Gentile Direttore, dunque abbiamo voltato le spalle al nucleare ritenendolo pericoloso quale fonte di energia. Tuttavia, nel nostro territorio, ospitiamo diverse decine di testate nucleari. Ci costano circa cento milioni l’anno e rendono il nostro Paese un bersaglio possibile da parte di realtà belligeranti. È stato un errore pagato a caro prezzo. Non crede? E soprattutto come uscirne?
Gabriele Salini
Caro Gabriele, l’8 e 9 novembre 1987 l’Italia disse «no» all’uso dell’energia atomica con il primo, storico, referendum sul tema. Una decisione epocale, presa nel Paese patria di Enrico Fermi, il primo a innescare nel 1942, a Chicago, una reazione nucleare a catena controllata.
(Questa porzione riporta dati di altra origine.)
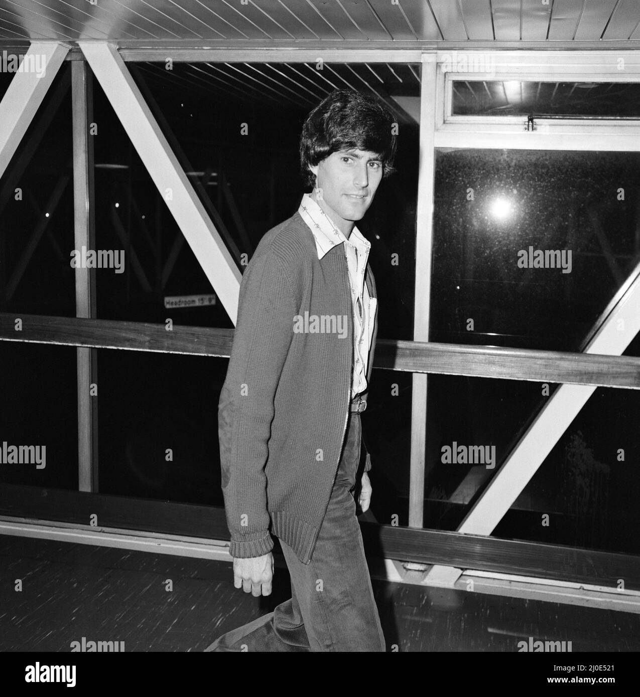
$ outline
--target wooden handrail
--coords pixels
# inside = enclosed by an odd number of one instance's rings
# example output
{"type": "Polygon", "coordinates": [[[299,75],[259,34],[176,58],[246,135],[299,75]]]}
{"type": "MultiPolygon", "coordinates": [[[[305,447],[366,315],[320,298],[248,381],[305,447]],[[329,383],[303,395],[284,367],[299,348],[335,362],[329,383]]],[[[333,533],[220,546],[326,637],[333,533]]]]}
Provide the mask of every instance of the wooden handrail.
{"type": "MultiPolygon", "coordinates": [[[[0,313],[0,339],[228,358],[233,329],[0,313]],[[16,331],[15,321],[22,321],[16,331]]],[[[640,389],[640,358],[379,339],[374,367],[414,373],[640,389]]]]}

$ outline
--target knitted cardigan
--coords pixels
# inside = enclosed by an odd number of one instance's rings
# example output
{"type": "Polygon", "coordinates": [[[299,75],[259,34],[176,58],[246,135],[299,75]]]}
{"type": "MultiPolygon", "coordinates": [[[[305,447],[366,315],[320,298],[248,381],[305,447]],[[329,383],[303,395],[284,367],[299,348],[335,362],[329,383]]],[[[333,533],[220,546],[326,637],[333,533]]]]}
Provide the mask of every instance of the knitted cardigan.
{"type": "MultiPolygon", "coordinates": [[[[365,279],[370,296],[376,297],[369,265],[365,279]]],[[[297,213],[265,235],[244,271],[218,403],[222,489],[233,557],[266,554],[273,547],[271,532],[303,563],[311,558],[351,401],[350,284],[344,245],[319,259],[297,213]],[[314,315],[321,328],[323,315],[345,316],[347,336],[329,331],[328,322],[325,333],[311,333],[311,322],[306,333],[294,331],[296,316],[314,315]]],[[[377,332],[376,316],[367,381],[377,332]]],[[[365,471],[370,468],[367,454],[365,471]]]]}

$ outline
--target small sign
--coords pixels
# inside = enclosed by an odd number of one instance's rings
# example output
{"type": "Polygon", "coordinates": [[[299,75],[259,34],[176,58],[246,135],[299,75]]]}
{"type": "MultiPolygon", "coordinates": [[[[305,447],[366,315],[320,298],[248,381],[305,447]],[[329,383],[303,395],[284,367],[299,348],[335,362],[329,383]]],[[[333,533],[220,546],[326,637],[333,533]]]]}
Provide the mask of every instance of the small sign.
{"type": "Polygon", "coordinates": [[[168,309],[183,307],[207,307],[216,304],[216,295],[166,296],[165,307],[168,309]]]}

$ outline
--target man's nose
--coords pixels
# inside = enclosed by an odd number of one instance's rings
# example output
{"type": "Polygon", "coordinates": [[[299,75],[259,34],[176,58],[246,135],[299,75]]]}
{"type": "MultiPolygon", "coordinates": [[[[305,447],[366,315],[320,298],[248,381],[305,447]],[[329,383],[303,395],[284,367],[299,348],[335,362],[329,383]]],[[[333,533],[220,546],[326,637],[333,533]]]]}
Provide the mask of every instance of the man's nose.
{"type": "Polygon", "coordinates": [[[369,170],[366,163],[360,164],[357,168],[353,178],[353,183],[356,186],[364,188],[369,182],[369,170]]]}

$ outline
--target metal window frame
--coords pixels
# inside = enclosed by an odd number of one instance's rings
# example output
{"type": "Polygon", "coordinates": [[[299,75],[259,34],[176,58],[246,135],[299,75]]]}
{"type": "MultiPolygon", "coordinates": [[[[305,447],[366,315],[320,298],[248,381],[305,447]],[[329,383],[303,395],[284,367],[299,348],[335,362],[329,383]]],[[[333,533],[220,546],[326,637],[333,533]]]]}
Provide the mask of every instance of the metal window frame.
{"type": "MultiPolygon", "coordinates": [[[[583,151],[640,151],[640,118],[625,120],[598,119],[585,123],[580,119],[558,121],[537,120],[538,130],[523,128],[522,117],[470,117],[452,114],[452,83],[456,79],[539,79],[558,82],[579,80],[589,76],[589,82],[640,82],[640,56],[613,54],[609,52],[570,55],[521,54],[499,56],[489,52],[483,59],[493,56],[495,69],[491,72],[445,72],[442,66],[451,62],[450,54],[438,52],[438,99],[434,105],[438,126],[434,137],[434,151],[438,148],[536,149],[583,151]],[[549,58],[551,61],[549,70],[549,58]],[[612,65],[622,59],[625,73],[614,72],[612,65]],[[546,70],[542,70],[544,65],[546,70]],[[623,132],[620,132],[623,125],[623,132]],[[496,135],[500,137],[496,137],[496,135]],[[597,146],[589,135],[597,135],[597,146]]],[[[490,62],[490,58],[489,58],[490,62]]],[[[435,155],[434,155],[435,156],[435,155]]],[[[431,192],[433,195],[433,192],[431,192]]],[[[602,318],[595,336],[586,345],[586,353],[602,352],[620,355],[639,330],[640,322],[640,269],[637,268],[625,281],[625,293],[616,293],[618,302],[602,318]],[[616,330],[616,322],[623,319],[624,332],[616,330]]],[[[591,333],[593,333],[593,332],[591,333]]],[[[477,502],[468,513],[458,532],[489,536],[523,491],[582,407],[595,388],[561,385],[536,416],[526,433],[509,454],[505,464],[487,485],[477,502]]],[[[424,492],[423,492],[424,494],[424,492]]],[[[417,493],[410,500],[414,500],[417,493]]],[[[453,585],[463,573],[461,568],[435,565],[426,570],[423,583],[453,585]]]]}

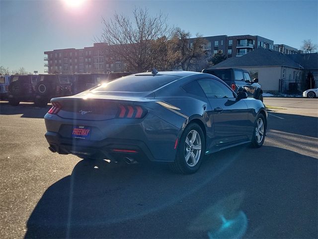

Occorre ricordare che gli anni in cui venne proposto il referendum erano quelli della corsa agli armamenti e che il ricordo del disastro di Chernobyl. I vantaggi a cui abbiamo rinunciato sono stati: emissioni CO2 particolarmente basse, riduzione della dipendenza da petrolio e gas, elevata produzione di energia a basso costo, cicli di vita degli impianti molto lunghi. Detto dei pro, veniamo agli ostacoli (superabili come in altri Paesi): gestione delle scorie nucleari, costi di realizzazione iniziali molto elevati, produzione di sola energia elettrica e non rinnovabile. Vogliamo discuterne, serenamente e senza ideologie né sull’onda di emozioni?